İran ile nükleer anlaşma müzakerelerinde işlerin karışabileceğine dair işaretler artıyor. Taraflar arasındaki görüş ayrılıkları devam ederken, Uluslararası Atom Enerjisi Ajansı'nın (UAEA) İran'ın nükleer programına ilişkin hazırladığı raporun yayımlanması bekleniyor. Bu raporun, müzakereleri daha da karmaşık hale getirebileceği belirtiliyor.
ABD ve Avrupalı yetkililer, İran'ın nükleer programının şeffaflığı konusunda endişelerini dile getiriyor. UAEA'nın raporunda, İran'ın nükleer tesislerine erişimin kısıtlanması ve bazı açıklanmayan nükleer faaliyetlere ilişkin bulgular yer alabileceği tahmin ediliyor. İran ise nükleer programının barışçıl amaçlı olduğunu ve uluslararası yükümlülüklerine uygun hareket ettiğini savunuyor.
Müzakerelerdeki temel anlaşmazlık noktalarından biri, yaptırımların kaldırılması. İran, ABD'nin 2018'de tek taraflı olarak çekildiği nükleer anlaşmaya geri dönmesi ve tüm yaptırımları kaldırmasını talep ediyor. ABD ise İran'ın nükleer programını kısıtlaması ve UAEA ile işbirliği yapması şartını koşuyor.
UAEA'nın raporunun yayımlanmasıyla birlikte, Batılı ülkelerin İran'a yönelik baskıyı artırabileceği ve yeni yaptırımlar gündeme gelebileceği öngörülüyor.
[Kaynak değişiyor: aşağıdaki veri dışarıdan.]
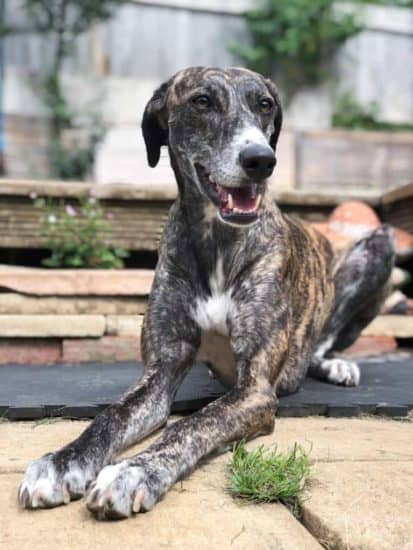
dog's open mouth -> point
(236, 204)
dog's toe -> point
(120, 490)
(341, 372)
(44, 486)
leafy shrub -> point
(77, 234)
(349, 113)
(295, 38)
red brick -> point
(29, 351)
(372, 345)
(107, 348)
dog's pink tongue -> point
(244, 198)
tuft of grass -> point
(263, 475)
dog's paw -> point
(122, 489)
(45, 486)
(341, 372)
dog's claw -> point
(137, 501)
(23, 497)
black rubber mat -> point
(81, 391)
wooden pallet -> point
(139, 212)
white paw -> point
(44, 487)
(341, 372)
(120, 490)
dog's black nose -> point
(257, 160)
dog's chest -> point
(211, 312)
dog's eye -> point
(202, 102)
(266, 105)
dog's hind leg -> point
(169, 349)
(360, 287)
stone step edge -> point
(83, 325)
(127, 347)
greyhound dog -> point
(231, 266)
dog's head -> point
(222, 128)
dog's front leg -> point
(170, 343)
(135, 484)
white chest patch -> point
(211, 313)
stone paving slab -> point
(330, 440)
(360, 497)
(362, 505)
(32, 392)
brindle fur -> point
(291, 303)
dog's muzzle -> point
(240, 205)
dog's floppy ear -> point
(278, 115)
(155, 124)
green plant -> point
(77, 234)
(263, 475)
(63, 21)
(295, 38)
(349, 113)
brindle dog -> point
(230, 264)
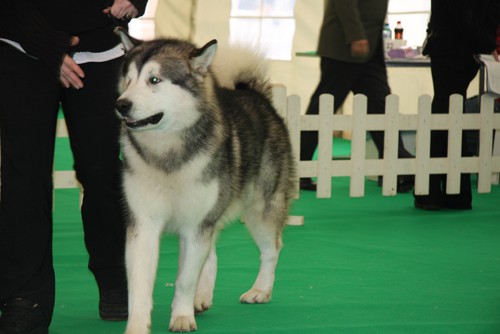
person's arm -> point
(24, 24)
(123, 9)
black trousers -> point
(339, 78)
(28, 113)
(450, 75)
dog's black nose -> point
(123, 106)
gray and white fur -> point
(202, 146)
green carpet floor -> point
(358, 266)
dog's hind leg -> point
(142, 251)
(206, 283)
(194, 249)
(266, 228)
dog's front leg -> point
(194, 248)
(142, 251)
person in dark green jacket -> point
(52, 53)
(352, 59)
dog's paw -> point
(137, 329)
(255, 296)
(203, 300)
(201, 306)
(182, 323)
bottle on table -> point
(398, 31)
(387, 33)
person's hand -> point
(495, 55)
(122, 9)
(71, 73)
(360, 48)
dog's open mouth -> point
(135, 124)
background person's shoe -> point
(113, 305)
(22, 316)
(427, 206)
(405, 183)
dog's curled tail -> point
(239, 67)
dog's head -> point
(161, 83)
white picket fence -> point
(357, 167)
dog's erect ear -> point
(203, 57)
(128, 41)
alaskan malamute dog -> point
(202, 144)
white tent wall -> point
(204, 20)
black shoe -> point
(427, 206)
(22, 316)
(456, 204)
(405, 183)
(306, 183)
(113, 305)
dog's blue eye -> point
(154, 80)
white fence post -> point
(325, 134)
(358, 146)
(391, 141)
(454, 144)
(486, 147)
(423, 144)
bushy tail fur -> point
(237, 67)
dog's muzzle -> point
(123, 107)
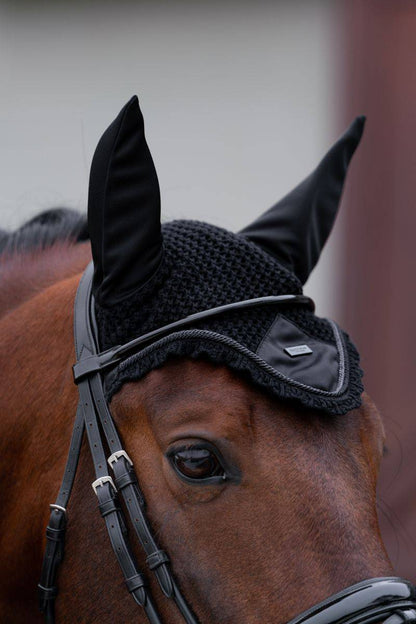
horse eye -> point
(197, 464)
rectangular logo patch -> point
(298, 350)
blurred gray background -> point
(238, 101)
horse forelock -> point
(41, 252)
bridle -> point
(365, 602)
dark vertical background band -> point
(378, 291)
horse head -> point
(254, 446)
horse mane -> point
(42, 251)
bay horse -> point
(265, 503)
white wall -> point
(239, 103)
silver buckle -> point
(59, 508)
(99, 482)
(115, 457)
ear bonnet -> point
(147, 276)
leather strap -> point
(370, 601)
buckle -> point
(59, 508)
(100, 482)
(115, 457)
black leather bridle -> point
(363, 603)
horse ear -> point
(123, 209)
(296, 228)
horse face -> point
(297, 501)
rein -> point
(363, 603)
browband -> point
(112, 357)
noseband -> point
(364, 603)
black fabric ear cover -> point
(295, 229)
(140, 284)
(123, 209)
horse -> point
(259, 485)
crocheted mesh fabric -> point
(204, 266)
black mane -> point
(42, 231)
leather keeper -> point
(135, 582)
(125, 479)
(108, 507)
(46, 594)
(156, 559)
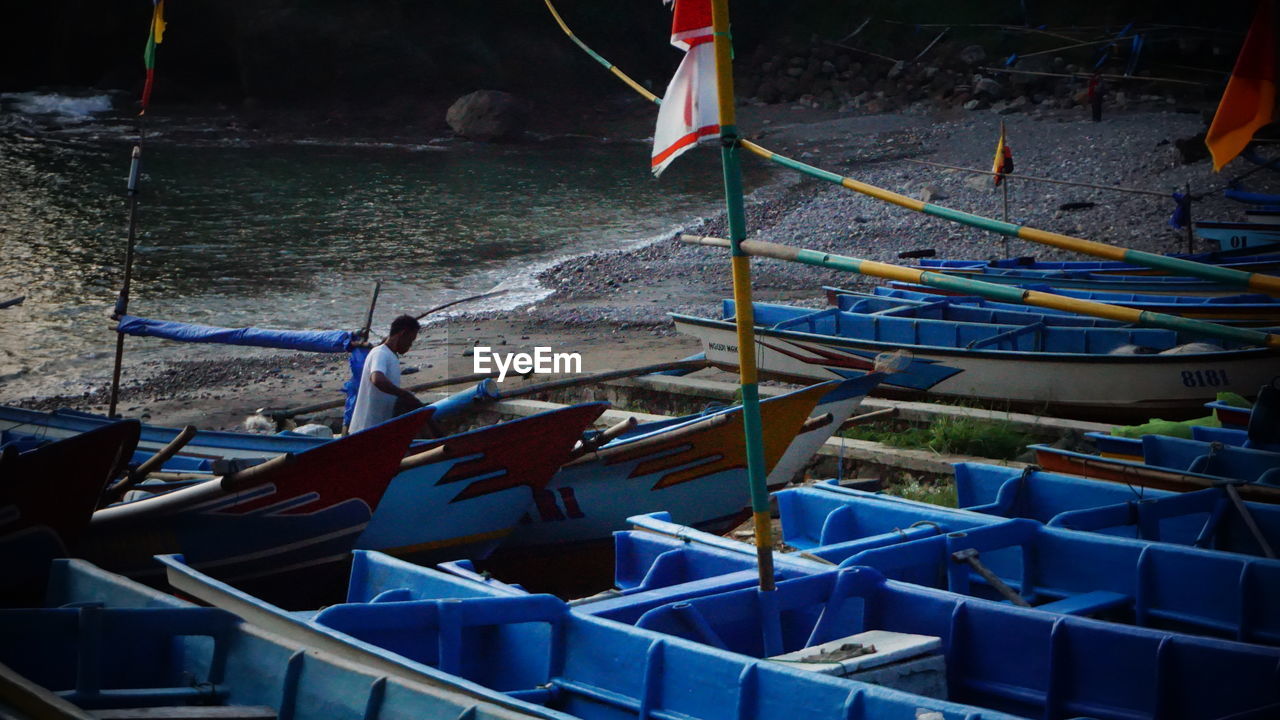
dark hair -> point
(403, 323)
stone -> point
(488, 115)
(768, 92)
(931, 192)
(973, 54)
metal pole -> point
(122, 301)
(1005, 185)
(745, 318)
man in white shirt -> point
(379, 382)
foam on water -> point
(64, 108)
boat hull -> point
(1133, 386)
(1141, 475)
(300, 518)
(698, 472)
(428, 514)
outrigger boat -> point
(48, 496)
(1025, 564)
(538, 650)
(1253, 309)
(1025, 661)
(1239, 236)
(1251, 263)
(1092, 281)
(1069, 369)
(296, 516)
(1176, 464)
(691, 465)
(1207, 518)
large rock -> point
(488, 115)
(990, 89)
(973, 54)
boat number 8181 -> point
(1205, 378)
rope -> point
(1255, 281)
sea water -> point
(241, 229)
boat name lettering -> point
(542, 360)
(1205, 378)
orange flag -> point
(1249, 99)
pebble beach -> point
(612, 306)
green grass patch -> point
(950, 436)
(937, 492)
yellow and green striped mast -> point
(741, 264)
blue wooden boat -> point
(956, 310)
(48, 496)
(1251, 197)
(1161, 455)
(536, 650)
(1252, 309)
(1095, 281)
(1239, 236)
(1207, 518)
(105, 646)
(995, 655)
(481, 477)
(1078, 370)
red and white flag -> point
(689, 110)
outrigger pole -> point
(122, 301)
(155, 32)
(1001, 292)
(741, 264)
(1258, 282)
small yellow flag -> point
(1004, 160)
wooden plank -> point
(188, 712)
(906, 459)
(21, 697)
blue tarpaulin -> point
(309, 341)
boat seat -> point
(188, 711)
(1086, 604)
(1008, 335)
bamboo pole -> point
(741, 264)
(1034, 178)
(602, 377)
(1104, 76)
(1005, 294)
(1258, 282)
(369, 314)
(451, 304)
(122, 301)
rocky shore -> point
(612, 306)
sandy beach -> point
(612, 306)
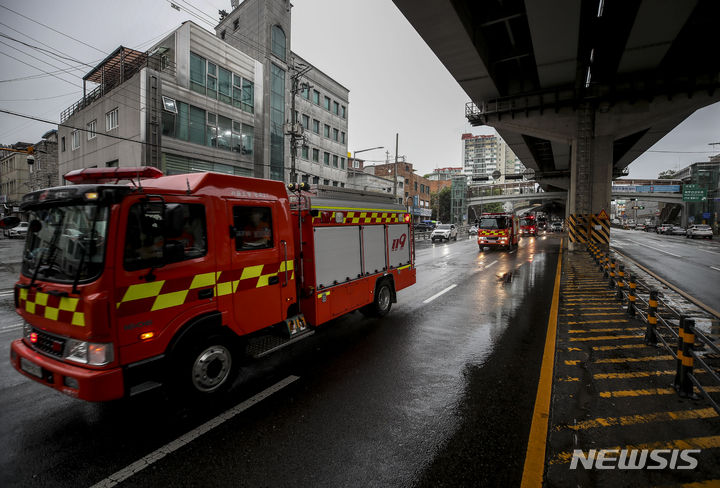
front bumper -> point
(86, 384)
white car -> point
(444, 232)
(20, 230)
(699, 230)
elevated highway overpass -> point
(578, 88)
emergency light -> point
(104, 175)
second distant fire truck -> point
(497, 230)
(180, 279)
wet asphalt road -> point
(438, 393)
(693, 265)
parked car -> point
(699, 230)
(663, 228)
(677, 231)
(444, 231)
(19, 231)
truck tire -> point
(381, 303)
(205, 368)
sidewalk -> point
(611, 391)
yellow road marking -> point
(707, 442)
(582, 331)
(648, 392)
(622, 346)
(603, 338)
(704, 413)
(535, 455)
(635, 360)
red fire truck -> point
(498, 230)
(528, 226)
(179, 279)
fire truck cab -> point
(498, 230)
(179, 279)
(528, 226)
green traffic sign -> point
(693, 193)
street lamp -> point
(368, 149)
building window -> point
(111, 119)
(278, 42)
(197, 73)
(92, 129)
(277, 122)
(75, 139)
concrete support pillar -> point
(590, 170)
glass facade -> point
(277, 120)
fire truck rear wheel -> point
(207, 367)
(381, 304)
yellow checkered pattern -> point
(176, 298)
(65, 310)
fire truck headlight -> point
(88, 352)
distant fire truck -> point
(498, 230)
(179, 279)
(528, 226)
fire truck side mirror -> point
(9, 222)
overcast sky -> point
(396, 83)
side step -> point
(297, 330)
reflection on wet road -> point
(439, 390)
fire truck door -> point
(258, 264)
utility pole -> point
(295, 130)
(395, 168)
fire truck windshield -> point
(494, 223)
(66, 243)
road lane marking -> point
(648, 392)
(158, 454)
(627, 420)
(439, 294)
(534, 465)
(656, 249)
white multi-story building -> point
(203, 102)
(485, 154)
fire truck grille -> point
(50, 345)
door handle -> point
(205, 293)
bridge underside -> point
(577, 88)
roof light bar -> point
(104, 175)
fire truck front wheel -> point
(207, 367)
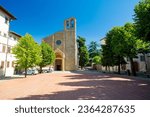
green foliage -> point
(93, 49)
(47, 54)
(120, 43)
(97, 60)
(82, 52)
(142, 46)
(27, 52)
(142, 19)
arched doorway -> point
(59, 62)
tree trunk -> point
(145, 62)
(105, 68)
(132, 67)
(40, 69)
(25, 72)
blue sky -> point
(95, 18)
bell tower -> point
(70, 44)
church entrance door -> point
(58, 64)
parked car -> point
(31, 72)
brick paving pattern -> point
(75, 86)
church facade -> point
(65, 46)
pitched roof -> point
(7, 12)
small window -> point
(9, 49)
(8, 64)
(4, 49)
(6, 20)
(2, 64)
(142, 58)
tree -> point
(123, 44)
(82, 52)
(116, 46)
(130, 44)
(83, 57)
(47, 55)
(142, 19)
(93, 49)
(27, 52)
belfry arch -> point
(59, 61)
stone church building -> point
(65, 46)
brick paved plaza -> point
(74, 86)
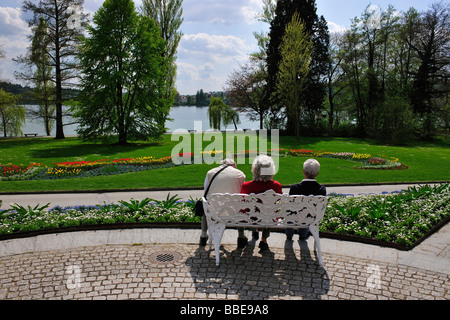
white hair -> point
(311, 168)
(263, 168)
(229, 162)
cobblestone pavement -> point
(180, 271)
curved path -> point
(169, 264)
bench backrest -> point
(269, 209)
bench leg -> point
(216, 231)
(315, 232)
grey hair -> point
(229, 162)
(263, 168)
(311, 168)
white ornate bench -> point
(266, 210)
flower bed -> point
(77, 169)
(399, 218)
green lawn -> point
(427, 161)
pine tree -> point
(124, 73)
(65, 22)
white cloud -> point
(11, 22)
(216, 48)
(229, 12)
(13, 40)
(336, 28)
(205, 61)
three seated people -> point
(231, 180)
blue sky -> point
(218, 34)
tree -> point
(65, 23)
(318, 31)
(38, 71)
(432, 48)
(12, 116)
(124, 72)
(167, 14)
(220, 113)
(296, 51)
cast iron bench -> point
(266, 210)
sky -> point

Bu durumun, müzakerelerin geleceği açısından belirsizlik yaratabileceği ifade ediliyor.
İranlı yetkililer, UAEA'nın raporunun siyasi amaçlı olduğunu ve müzakereleri olumsuz etkilemeyi hedeflediğini savunuyor. İran'ın, raporun içeriğine sert tepki göstermesi ve müzakerelerden çekilme tehdidinde bulunması bekleniyor.
Nükleer müzakerelerdeki bu çıkmazın, bölgesel ve küresel güvenlik açısından ciddi sonuçlar doğurabileceği belirtiliyor. Uzmanlar, tarafların diyalog kanallarını açık tutması ve uzlaşmacı bir yaklaşım sergilemesi gerektiğini vurguluyor.